Two lip-outs cost Mexico’s Ortiz the LAAC title


PANAMA CITY, Panama – Alvaro Ortiz didn’t lose by a shot Sunday in Panama.

He lost by an inch – twice.

The 21-year-old younger brother of three-time winner Carlos, Ortiz came out on the wrong end of a three-way playoff at Panama Country Club, losing to Chilean champion Toto Gana on the second extra hole.

But had either one of two brutal lip-outs late in his round gone down, he’d be on his way to the Masters.

After mis-clubbing his approach and making bogey at the par-4 14th, Ortiz left his playing partners and walked by himself to the 15th tee as Gana and Joaquin Niemann finished out the hole.

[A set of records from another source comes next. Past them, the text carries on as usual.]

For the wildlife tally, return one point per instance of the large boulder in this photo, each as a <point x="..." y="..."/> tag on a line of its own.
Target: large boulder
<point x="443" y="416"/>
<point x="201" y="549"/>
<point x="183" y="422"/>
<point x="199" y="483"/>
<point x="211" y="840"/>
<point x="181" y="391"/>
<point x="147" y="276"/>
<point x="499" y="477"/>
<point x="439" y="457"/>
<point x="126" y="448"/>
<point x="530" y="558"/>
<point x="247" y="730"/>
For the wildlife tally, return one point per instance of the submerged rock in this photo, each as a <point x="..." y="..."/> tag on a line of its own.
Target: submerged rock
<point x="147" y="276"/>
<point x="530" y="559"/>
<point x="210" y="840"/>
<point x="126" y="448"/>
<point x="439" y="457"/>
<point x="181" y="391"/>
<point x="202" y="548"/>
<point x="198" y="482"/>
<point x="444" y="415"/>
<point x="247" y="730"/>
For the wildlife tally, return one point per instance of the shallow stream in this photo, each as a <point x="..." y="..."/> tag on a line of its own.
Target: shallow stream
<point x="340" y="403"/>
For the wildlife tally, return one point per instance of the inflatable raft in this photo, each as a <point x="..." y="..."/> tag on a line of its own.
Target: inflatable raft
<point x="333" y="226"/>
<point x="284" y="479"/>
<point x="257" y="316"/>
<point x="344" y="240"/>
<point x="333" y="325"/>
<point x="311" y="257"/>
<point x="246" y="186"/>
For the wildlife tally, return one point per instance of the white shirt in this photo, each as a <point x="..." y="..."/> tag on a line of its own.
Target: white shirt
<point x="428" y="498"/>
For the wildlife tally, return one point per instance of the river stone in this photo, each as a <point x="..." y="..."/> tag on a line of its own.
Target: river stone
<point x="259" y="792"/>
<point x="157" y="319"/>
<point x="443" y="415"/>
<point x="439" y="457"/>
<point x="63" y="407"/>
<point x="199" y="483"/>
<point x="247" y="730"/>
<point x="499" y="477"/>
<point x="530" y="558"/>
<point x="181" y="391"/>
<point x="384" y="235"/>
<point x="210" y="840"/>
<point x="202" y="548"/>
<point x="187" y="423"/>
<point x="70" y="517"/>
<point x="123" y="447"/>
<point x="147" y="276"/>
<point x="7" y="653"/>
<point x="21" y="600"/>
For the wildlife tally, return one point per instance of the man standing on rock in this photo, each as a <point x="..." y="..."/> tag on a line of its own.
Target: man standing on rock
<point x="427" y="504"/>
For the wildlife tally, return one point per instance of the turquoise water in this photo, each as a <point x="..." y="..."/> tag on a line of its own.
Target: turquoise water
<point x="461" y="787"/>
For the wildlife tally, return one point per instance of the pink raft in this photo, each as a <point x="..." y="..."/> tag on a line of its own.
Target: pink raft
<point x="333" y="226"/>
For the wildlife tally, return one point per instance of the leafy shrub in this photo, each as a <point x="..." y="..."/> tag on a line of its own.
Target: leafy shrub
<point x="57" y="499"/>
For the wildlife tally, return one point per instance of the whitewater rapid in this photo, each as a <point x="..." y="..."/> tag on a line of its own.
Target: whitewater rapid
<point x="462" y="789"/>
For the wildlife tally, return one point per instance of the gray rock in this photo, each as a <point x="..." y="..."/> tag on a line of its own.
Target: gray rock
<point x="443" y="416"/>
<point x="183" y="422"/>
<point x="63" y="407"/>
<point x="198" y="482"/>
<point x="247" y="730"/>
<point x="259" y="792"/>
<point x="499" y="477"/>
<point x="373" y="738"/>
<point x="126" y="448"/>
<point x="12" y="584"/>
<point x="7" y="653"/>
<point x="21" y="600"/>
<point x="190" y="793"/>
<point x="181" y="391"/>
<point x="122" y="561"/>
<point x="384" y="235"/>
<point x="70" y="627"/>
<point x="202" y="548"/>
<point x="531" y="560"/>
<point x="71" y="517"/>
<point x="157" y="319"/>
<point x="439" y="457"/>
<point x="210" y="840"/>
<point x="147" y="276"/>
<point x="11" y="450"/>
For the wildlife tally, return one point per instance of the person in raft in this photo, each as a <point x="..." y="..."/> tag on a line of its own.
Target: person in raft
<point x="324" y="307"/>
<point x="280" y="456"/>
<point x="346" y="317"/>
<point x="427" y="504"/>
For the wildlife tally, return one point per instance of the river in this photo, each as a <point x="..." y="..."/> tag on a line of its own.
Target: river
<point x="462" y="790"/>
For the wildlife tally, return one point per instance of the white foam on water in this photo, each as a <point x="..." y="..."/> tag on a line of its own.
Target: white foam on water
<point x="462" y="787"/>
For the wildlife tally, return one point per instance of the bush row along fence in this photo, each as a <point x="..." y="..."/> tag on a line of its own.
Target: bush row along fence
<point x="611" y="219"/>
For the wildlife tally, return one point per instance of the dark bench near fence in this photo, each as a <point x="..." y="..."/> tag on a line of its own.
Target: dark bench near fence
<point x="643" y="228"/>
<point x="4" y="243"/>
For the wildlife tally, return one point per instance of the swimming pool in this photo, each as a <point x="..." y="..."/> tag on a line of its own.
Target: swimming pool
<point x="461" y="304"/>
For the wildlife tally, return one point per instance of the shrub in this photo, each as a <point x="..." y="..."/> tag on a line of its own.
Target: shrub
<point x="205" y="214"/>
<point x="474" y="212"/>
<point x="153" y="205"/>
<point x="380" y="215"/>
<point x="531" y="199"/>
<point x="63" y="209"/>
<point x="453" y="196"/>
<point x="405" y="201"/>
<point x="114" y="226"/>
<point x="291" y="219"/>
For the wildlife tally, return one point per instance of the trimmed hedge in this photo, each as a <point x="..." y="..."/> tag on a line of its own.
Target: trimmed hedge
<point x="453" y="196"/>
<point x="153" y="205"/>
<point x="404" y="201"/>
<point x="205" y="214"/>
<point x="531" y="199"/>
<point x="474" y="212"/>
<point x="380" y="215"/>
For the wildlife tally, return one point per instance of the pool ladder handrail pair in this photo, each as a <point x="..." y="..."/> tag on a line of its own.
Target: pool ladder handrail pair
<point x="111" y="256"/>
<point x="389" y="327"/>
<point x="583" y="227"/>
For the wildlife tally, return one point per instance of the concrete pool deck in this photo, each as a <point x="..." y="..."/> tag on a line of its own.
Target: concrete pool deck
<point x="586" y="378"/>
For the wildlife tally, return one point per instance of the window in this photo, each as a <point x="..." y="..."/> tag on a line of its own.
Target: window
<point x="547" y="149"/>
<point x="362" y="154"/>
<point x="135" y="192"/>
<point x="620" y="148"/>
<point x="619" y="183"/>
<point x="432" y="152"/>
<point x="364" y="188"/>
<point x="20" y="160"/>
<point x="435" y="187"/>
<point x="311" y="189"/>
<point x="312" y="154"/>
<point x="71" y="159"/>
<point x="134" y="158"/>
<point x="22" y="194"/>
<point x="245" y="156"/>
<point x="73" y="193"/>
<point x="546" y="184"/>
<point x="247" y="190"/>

"I was really pissed with myself because I made a mental mistake," he said. "It just really pissed me off that I didn't make a bad swing and I made a bogey.

“Coming to 15, I was not yelling at myself, but I was trying to push myself. I was yelling at myself, like, ‘Come on, let's do it. Let's be positive. We have a drivable par 4. We can do this.’”

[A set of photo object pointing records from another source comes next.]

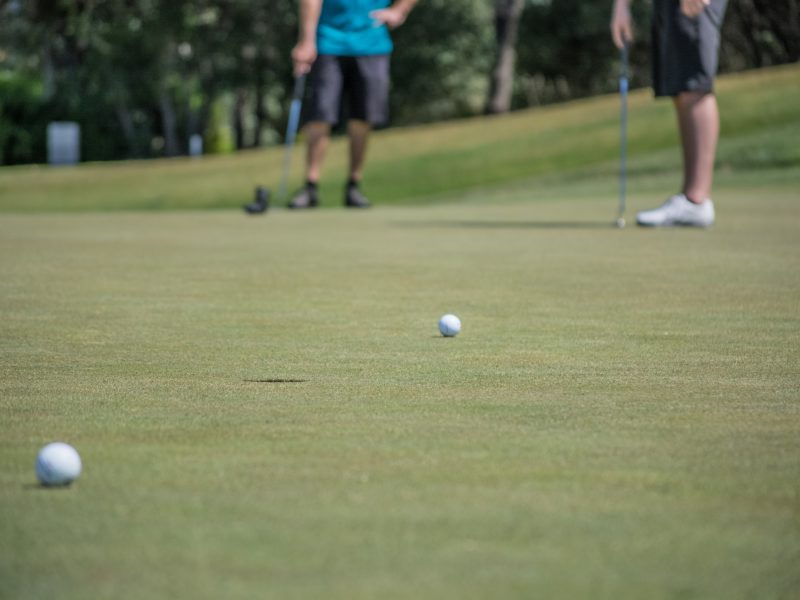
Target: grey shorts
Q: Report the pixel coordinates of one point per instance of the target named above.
(362, 80)
(685, 50)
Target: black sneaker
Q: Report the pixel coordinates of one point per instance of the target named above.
(260, 204)
(305, 198)
(353, 198)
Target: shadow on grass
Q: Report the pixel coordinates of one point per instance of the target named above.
(511, 224)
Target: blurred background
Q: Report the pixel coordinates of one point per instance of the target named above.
(160, 78)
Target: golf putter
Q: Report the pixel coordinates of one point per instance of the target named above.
(261, 202)
(623, 132)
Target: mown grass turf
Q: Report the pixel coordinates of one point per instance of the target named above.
(265, 409)
(760, 128)
(618, 418)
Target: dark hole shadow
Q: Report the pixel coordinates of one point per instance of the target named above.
(275, 380)
(510, 224)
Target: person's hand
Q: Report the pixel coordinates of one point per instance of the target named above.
(392, 17)
(692, 8)
(621, 24)
(303, 55)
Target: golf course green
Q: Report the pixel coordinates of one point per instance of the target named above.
(265, 408)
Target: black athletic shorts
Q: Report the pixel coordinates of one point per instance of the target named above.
(362, 80)
(685, 50)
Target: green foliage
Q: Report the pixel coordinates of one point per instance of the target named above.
(22, 124)
(618, 418)
(442, 60)
(142, 77)
(555, 144)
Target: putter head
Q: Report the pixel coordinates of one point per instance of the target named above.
(260, 204)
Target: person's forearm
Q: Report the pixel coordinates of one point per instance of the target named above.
(309, 19)
(404, 5)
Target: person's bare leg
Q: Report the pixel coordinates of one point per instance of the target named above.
(698, 119)
(318, 135)
(358, 131)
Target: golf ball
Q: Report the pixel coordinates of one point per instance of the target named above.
(449, 325)
(57, 464)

After psyching himself up, Ortiz ripped a 3-wood 280 yards onto the green, setting up a putt for eagle from about 25 feet.

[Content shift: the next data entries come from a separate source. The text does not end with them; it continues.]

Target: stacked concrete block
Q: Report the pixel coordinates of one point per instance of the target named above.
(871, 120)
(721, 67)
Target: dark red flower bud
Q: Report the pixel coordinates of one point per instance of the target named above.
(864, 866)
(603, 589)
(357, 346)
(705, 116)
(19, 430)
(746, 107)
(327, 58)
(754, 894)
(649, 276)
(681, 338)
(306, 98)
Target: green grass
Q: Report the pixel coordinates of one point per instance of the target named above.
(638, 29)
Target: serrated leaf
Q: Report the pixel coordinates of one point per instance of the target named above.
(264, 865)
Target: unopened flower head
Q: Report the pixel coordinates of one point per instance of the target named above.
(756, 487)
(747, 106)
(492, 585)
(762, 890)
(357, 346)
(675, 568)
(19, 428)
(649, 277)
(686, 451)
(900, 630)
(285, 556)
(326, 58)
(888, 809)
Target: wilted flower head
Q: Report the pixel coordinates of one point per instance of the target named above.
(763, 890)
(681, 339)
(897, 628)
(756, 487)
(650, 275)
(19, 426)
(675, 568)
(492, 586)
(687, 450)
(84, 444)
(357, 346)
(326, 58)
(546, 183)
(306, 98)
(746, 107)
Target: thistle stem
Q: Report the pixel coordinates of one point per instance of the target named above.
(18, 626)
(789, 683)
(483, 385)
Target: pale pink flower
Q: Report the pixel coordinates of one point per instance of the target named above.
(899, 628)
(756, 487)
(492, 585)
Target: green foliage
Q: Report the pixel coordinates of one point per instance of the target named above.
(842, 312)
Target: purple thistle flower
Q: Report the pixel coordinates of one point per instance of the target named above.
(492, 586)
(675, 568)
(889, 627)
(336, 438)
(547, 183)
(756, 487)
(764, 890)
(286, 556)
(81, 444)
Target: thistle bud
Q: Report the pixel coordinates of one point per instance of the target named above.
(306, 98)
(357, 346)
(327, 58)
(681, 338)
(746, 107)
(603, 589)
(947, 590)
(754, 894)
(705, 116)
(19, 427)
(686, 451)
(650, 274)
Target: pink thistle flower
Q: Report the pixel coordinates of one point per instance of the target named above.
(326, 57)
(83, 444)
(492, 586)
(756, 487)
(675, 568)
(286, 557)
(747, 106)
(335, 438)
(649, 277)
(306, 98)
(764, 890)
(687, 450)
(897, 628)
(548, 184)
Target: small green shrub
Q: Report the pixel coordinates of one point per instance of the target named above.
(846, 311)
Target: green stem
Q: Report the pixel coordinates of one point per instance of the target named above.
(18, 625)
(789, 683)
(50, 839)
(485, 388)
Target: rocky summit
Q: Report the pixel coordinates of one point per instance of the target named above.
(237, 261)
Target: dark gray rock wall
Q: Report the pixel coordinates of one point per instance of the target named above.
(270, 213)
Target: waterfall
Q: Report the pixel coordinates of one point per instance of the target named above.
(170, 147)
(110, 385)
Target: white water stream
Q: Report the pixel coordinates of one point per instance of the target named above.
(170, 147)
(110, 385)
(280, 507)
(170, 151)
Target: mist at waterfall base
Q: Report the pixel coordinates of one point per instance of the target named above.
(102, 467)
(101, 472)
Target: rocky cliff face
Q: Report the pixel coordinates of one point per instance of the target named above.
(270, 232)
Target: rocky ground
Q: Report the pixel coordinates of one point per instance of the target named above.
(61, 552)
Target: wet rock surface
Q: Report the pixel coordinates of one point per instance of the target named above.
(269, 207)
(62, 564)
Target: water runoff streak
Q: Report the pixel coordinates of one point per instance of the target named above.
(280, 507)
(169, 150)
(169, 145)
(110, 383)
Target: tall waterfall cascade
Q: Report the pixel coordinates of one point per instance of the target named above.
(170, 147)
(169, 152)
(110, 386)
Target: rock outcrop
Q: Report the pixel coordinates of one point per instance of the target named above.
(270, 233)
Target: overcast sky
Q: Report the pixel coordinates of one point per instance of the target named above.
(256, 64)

“I was so nervous,” he said. “I knew that I needed to make it or at least two-putt. I don't know, I felt weird over the ball, especially on the first putt. I hit it and left it about 3 feet short.”

The 3-footer he had left for birdie would have kept him within one shot of Gana, who on 15 got up and down for birdie from the greenside bunker.

Ortiz looked over his putt, settled in over the ball, and made the stroke he wanted.

“I thought I made it in the center of the hole,” he said. “I really didn't know what happened.”

Here’s what happened: his ball violently horseshoed around the hole and stayed out, leaving him with a three-putt par.

“After hitting a perfect 3-wood right in the middle of the green and three-putting for par, that was the moment I knew it was going to cost me,” Ortiz said after his round, with a runner-up medal around his neck.

To his credit, Ortiz bounced back at 17 with a clutch birdie, moving him one behind Gana when he should have been tied.

After Gana failed to save par at 18, he, Ortiz and Norman advanced to a playoff and went right back to the 18th tee. Just as he did in regulation, Ortiz was so full of adrenaline that he nearly drove the ball through the fairway and into the water hazard about 350 yards from the tee. He then hit his short wedge to inside 15 feet, setting up a birdie putt for the win.

And just like on 15 an hour earlier, Ortiz said he thought he “had it the whole way. I actually didn’t want to celebrate. I didn’t want to jinx it.”

He wouldn’t have. It wasn’t going in. Ortiz’s ball, moving at what looked like perfect speed, grabbed the lip but once again wouldn’t fall.

“As soon as I hit it, I knew I had hit it on-line,” he said. "I thought it was going to break a little bit left to right. I played it inside the hole, left to right.

“And my caddie told me right before I was about to putt that he thought it was right to left, and I just didn’t see it. And, I mean, he was right.”